Chubby became known as one of the most creative blues musicians, but never let up on rock, either. In 2006 he released a double-CD of all Hendrix covers, “Electric Chubbyland.” The 2007 “Deliveries After Dark” album was another riveting blast.


“It’s who I am, that’s the music I like best,” said Chubby from his Bronx studio. “I always like to play some Jimi, of course.”


The title cut on Chubby’s new album is a vibrant shot of gritty rock, with lyrics likening love and life to a boxing match. “We Got Some Rockin’ to Do” might be better than anything Van Halen ever put out, and “Rock ’n’ Roll Is My Religion” is the kind of anthem KISS wishes they’d recorded.


Which isn’t to say the album doesn’t stray beyond arena rock. Chubby’s songwriting is renowned. He first gained fame with the funky blues of “Sweet Goddess of Love and Beer” in 1995, became a European star shortly afterward with tunes like “How’d a White Boy Get the Blues?” and penned the New Yorker’s view of 9/11 “Somebody Let the Devil Out” in 2002.


The new album includes the Latin sway of “Switchblade Combs and Candy Cigarettes,” as bewitching a slice of street life as classic Ben E. King. It also includes the Rolling Stones-like “Wicked Wanda,” and the exhilarating instrumental ode to motorcycles, “Steelhorse Serenade.”

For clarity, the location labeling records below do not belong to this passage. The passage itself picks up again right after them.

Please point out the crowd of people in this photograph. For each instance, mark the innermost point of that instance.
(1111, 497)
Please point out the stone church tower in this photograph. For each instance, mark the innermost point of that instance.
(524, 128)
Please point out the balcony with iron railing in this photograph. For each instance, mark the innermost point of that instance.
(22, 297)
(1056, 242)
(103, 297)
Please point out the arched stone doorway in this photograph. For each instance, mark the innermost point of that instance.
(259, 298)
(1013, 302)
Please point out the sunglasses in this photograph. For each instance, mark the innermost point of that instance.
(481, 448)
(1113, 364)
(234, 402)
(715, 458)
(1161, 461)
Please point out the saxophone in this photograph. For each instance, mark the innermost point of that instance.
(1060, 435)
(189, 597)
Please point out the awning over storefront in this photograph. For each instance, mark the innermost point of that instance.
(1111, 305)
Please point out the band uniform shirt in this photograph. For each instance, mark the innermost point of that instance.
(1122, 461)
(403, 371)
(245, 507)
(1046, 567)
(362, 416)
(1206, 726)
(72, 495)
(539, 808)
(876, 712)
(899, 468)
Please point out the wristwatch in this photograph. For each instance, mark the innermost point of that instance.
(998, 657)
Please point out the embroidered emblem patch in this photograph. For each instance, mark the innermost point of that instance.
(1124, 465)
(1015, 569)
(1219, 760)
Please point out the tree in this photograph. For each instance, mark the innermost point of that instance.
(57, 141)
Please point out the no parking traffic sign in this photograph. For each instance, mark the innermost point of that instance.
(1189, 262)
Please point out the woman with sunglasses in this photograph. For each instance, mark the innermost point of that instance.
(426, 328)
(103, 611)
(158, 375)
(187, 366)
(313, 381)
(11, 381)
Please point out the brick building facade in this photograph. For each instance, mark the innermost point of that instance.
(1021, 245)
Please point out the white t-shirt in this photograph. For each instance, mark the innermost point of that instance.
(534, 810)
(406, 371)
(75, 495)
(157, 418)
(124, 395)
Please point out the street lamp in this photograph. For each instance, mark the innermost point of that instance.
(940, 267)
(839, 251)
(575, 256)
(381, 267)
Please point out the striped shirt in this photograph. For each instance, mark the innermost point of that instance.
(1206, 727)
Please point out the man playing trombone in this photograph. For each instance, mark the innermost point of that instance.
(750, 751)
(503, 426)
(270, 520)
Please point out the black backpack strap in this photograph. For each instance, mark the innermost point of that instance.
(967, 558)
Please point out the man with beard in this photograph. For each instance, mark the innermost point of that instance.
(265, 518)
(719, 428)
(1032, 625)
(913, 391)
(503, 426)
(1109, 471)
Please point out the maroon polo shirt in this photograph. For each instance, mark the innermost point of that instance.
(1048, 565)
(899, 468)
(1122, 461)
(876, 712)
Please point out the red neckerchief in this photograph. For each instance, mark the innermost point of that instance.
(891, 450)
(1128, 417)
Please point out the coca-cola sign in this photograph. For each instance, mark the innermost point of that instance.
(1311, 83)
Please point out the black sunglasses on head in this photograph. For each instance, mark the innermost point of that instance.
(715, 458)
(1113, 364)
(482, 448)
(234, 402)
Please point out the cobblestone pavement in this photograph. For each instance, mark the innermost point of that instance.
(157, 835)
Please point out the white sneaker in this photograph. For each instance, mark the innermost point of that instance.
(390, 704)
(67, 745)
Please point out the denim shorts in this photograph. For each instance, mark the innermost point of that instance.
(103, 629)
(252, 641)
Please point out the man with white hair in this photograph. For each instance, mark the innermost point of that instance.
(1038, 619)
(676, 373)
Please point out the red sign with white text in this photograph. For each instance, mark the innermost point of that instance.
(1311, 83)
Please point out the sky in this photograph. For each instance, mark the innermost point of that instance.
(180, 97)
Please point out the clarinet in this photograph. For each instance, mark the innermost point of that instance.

“I have a lot of friends who are bikers,” said Chubby about the song. “They inspired me, their whole idea of freedom, being free and living free, that you get on a bike.”


The only cover song on the album is a live performance of Motorhead’s “Ace of Spades” that is so fast-paced and melodic, it leaves your head spinning.


“I’ve been playing that song for a long time,” said Chubby, 50. “Basically, I just like that song, and the philosophy it contains. Besides that, the tune itself is just lots of fun to play.”


Chubby loves the Rolling Stones.


“I think the biggest thing I took away from the Stones and their music was the need to just get out there and play live,” he said. “The key to rock is you’ve got to get out onstage and make it happen live, and I try to do that.”


Live music may be a tough business, and some areas may be better than others, but Chubby’s constant stream of excellent albums, and unforgettable live shows, keep him in demand.


“I’m able to stay busy all the time. I’ve been doing this for some time now, releasing a record every year or so. So hearing that this is my 20th is not a surprise. I just keep going out and trying to do my best, and I think I have a good life. I have no complaints.”